Other possible locations include behind furniture, drapes, in attics, and crawlspaces.
Any location where moisture can accumulate by condensation, water intrusion, or plumbing leaks should be assessed thoroughly to uncover hidden mold growth.
Uncovering hidden mold can be difficult and sometimes require intrusive inspections.
DIY Methods To Find Hidden Mold Growth In The House
Below are methods that you can use to locate hidden mold growth areas without dispersing mold spores in the indoor environment.
The Three-Sided Inspection
- Use a box knife or other hand tool (not a power tool) to cut three sides of the suspected wall to create an opening (door) pictured below.
- Gently pry the door open from the top with a thin blade.
- Use a flashlight to inspect the backside of the wall.
- If mold is present, close the opening and place duct tape over the cut seams until the full extent of the problem can be determined.
- Keep the area sealed until you can have the area inspected to determine how the extent of the mold infestation.
Bore Scope Inspection in Wall and Ceiling Areas
- In suspect areas where leaks have occurred, this method is an effective way to inspect wall and ceiling cavities that may have mold growth.
- Locate the suspect area. These areas could show signs of damages such as staining or discoloration, rusting nails protruding from walls, signs of peeling paint, soft area, bubbling, and other indicators of water damage.
- Use a drill or other method to gently create a small diameter hole about the size of a dime.
- Insert the scope and look for signs of mold growth.
- If mold is present, place a piece of duct tape over the hole and keep the area sealed until you can have the area inspected to determine how the extent of the mold infestation.

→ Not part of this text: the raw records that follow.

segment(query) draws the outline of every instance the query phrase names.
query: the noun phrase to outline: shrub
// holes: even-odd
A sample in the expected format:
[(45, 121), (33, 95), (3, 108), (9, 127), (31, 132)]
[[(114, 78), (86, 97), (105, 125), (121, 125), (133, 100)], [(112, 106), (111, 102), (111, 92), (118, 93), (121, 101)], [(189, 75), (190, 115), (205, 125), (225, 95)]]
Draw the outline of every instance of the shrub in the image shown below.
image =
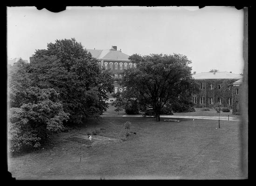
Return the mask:
[(171, 108), (165, 107), (162, 108), (160, 114), (173, 115), (173, 112)]
[(220, 113), (221, 110), (221, 106), (220, 104), (217, 104), (215, 105), (215, 110), (217, 111), (217, 113)]
[(210, 109), (209, 108), (203, 108), (201, 110), (203, 111), (209, 111)]
[(230, 110), (228, 107), (223, 107), (222, 108), (222, 111), (223, 113), (229, 113), (230, 112)]
[(138, 107), (137, 104), (132, 104), (125, 109), (125, 113), (127, 114), (138, 114)]
[(172, 105), (172, 110), (174, 113), (195, 112), (193, 104), (181, 104), (180, 102), (173, 103)]
[(206, 107), (206, 104), (196, 104), (194, 106), (196, 108), (204, 108)]
[(130, 135), (130, 133), (128, 132), (128, 130), (130, 130), (131, 128), (131, 123), (130, 121), (126, 121), (125, 123), (125, 129), (126, 129), (126, 136)]

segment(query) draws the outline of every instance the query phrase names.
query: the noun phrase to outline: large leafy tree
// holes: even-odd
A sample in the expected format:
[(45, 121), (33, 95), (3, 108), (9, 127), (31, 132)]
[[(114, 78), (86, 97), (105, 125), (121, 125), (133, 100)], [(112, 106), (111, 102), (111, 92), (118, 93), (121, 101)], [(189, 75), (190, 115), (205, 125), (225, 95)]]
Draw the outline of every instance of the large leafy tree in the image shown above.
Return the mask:
[(165, 106), (186, 104), (185, 100), (191, 102), (194, 80), (191, 67), (188, 66), (191, 61), (186, 56), (135, 54), (129, 59), (137, 64), (137, 67), (123, 73), (119, 83), (126, 89), (117, 96), (114, 104), (118, 109), (123, 108), (122, 102), (138, 104), (141, 108), (152, 107), (156, 120), (160, 121), (160, 113)]
[(18, 152), (23, 147), (40, 146), (48, 134), (61, 131), (69, 114), (63, 110), (59, 93), (52, 88), (30, 87), (19, 91), (20, 107), (8, 110), (10, 150)]
[(57, 40), (47, 49), (36, 50), (28, 72), (31, 86), (53, 88), (60, 93), (70, 123), (98, 117), (108, 107), (105, 92), (112, 91), (113, 80), (75, 39)]

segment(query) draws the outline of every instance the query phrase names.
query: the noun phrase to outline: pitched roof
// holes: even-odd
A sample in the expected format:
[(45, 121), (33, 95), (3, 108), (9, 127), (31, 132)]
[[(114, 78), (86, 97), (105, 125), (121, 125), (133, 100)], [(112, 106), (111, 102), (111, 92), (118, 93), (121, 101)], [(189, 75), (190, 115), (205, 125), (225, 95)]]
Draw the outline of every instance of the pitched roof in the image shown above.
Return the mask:
[(233, 83), (233, 85), (240, 85), (242, 83), (242, 78), (241, 78), (238, 80), (237, 80), (236, 81), (234, 82)]
[(113, 48), (106, 50), (86, 49), (92, 57), (102, 60), (130, 61), (129, 55), (120, 51), (113, 50)]
[(201, 73), (193, 74), (193, 77), (196, 80), (203, 79), (240, 79), (242, 78), (242, 76), (236, 73), (229, 73), (228, 72), (217, 72), (216, 73)]
[(12, 60), (8, 60), (7, 61), (7, 64), (9, 65), (13, 65), (15, 63), (17, 63), (20, 60), (21, 60), (26, 63), (28, 63), (28, 60), (22, 60), (21, 58), (15, 58)]

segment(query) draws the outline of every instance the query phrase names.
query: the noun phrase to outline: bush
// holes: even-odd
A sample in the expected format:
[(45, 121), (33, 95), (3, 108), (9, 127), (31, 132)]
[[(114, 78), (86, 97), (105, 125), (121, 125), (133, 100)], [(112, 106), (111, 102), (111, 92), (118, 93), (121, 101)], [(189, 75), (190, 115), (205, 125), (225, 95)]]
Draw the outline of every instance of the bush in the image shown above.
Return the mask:
[(126, 121), (125, 123), (125, 129), (126, 129), (126, 136), (130, 136), (130, 133), (128, 132), (128, 130), (130, 130), (131, 128), (131, 123), (130, 121)]
[(164, 107), (162, 108), (160, 114), (173, 115), (173, 112), (171, 108)]
[(196, 108), (204, 108), (206, 107), (206, 104), (196, 104), (194, 106)]
[(230, 110), (228, 107), (223, 107), (222, 108), (222, 111), (223, 113), (229, 113), (230, 112)]
[(180, 103), (174, 103), (172, 105), (172, 110), (174, 113), (184, 113), (188, 112), (195, 112), (193, 104), (181, 104)]
[(132, 104), (125, 109), (125, 113), (127, 114), (138, 114), (138, 108), (136, 104)]
[(210, 111), (210, 109), (209, 108), (203, 108), (201, 110), (203, 111)]

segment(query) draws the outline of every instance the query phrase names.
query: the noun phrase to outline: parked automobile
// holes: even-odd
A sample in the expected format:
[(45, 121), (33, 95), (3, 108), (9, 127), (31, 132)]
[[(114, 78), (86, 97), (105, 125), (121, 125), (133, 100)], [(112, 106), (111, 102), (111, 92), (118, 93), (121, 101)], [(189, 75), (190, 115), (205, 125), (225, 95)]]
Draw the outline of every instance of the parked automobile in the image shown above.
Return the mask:
[(155, 118), (156, 115), (153, 111), (153, 108), (150, 108), (146, 109), (146, 111), (142, 114), (143, 117), (146, 117), (146, 116), (153, 116), (154, 118)]

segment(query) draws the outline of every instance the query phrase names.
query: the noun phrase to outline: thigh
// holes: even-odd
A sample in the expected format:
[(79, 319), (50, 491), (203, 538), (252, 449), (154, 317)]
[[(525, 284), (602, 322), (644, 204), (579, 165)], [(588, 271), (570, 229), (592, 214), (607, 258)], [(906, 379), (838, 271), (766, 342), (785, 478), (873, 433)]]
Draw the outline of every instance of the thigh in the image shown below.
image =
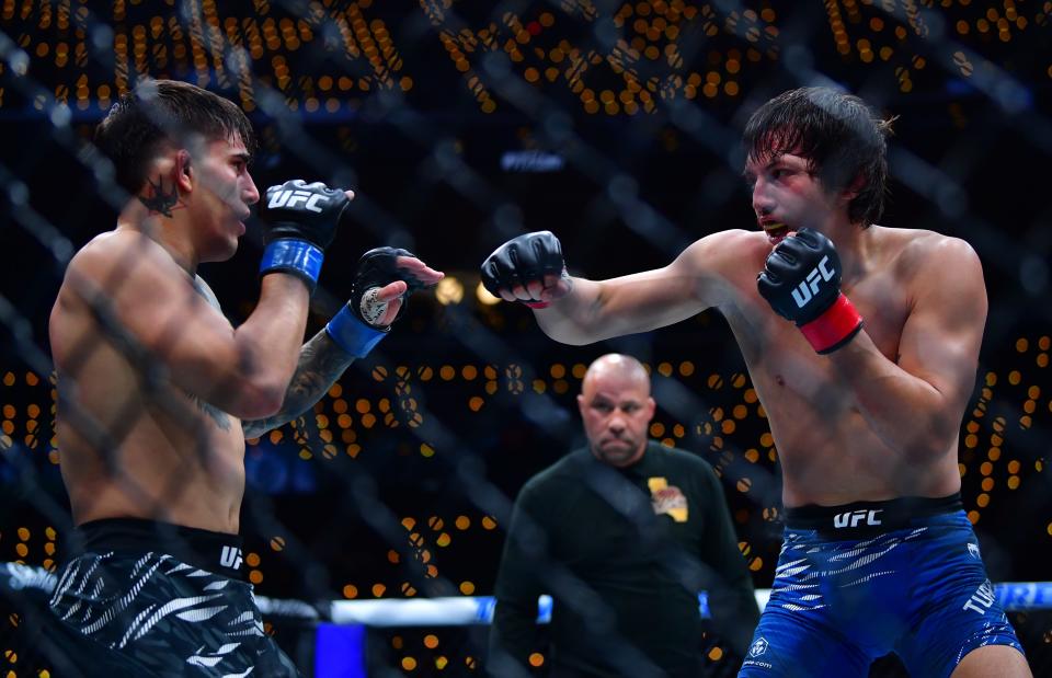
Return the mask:
[(986, 577), (970, 525), (942, 526), (918, 545), (914, 559), (912, 632), (895, 648), (912, 675), (948, 677), (979, 647), (1022, 652)]
[(861, 650), (813, 613), (798, 613), (768, 604), (737, 676), (866, 678), (869, 663)]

- Remove and clean scope once the cavity has been inspected
Inspecting Under Carpets And Padding For Mold
This method is simple and easy, providing you have a few tools handy.
This process is used to determine if there is mold growing on the carpet, padding, or the tack strips used to secure the carpet in place.
See If the carpet smells musty, feels damp, or the baseboards have water damage. Wear leather gloves to avoid injuries from the nails on the tack strips.
- Select the area of the carpet that is suspected of having issues.
- Inspect the top of the carpet for any signs of mold growth – this will be hard to observe on dark colored carpets.
- Gently use a pair of pliers to pull the edge of the carpet from the tack strips.
- Slowly lift the carpet and padding to inspect the back and the tacks strip for signs of mold growth.
- If mold is present, lay the carpet back in place and lay a sheet of poly or plastic sheathing over the area to keep the affected it isolated. Then contact a contractor to determine the extent of the mold growth. In most cases, the carpet with mold is removed and replaced.
Inspecting Behind Furniture And Household Items For Mold Growth
Often, mold growth can be hidden by the furniture placed against the walls in your home.
When inspecting your home, it’s important to look behind bookshelves, headboards, dressers, pictures, desks, and sofas for any signs of mold growth.
When the mold growth cannot be located, it’s always best to consult a qualified mold assessor or specialist.
Homeowners who opt to perform mold cleanup in their homes should be diligent in taking safety precautions that protect the occupants from any potential exposure to mold.
If you have more than 10 square feet or microbial growth caused by sewer or contaminated waters, you should contact a remediation firm to have an assessment completed and the correct steps performed.
Attempting to address these conditions could cause further contamination and potential health issues. The firm selected should be licensed and insured to remediate contaminated water, microbial growth, and perform remedial work.
Hidden mold growth in your home can be discovered by using a variety of methods, including the bore scope inspection in wall and ceiling areas, inspecting under carpets and padding, or inspecting behind furniture and household items.
Now you know how to find mold in the house, use this knowledge to locate it before it spreads even more.
If you suspect that hidden mold is growing somewhere within your home but cannot find it, call an expert to perform an assessment so they can determine how to address the issue.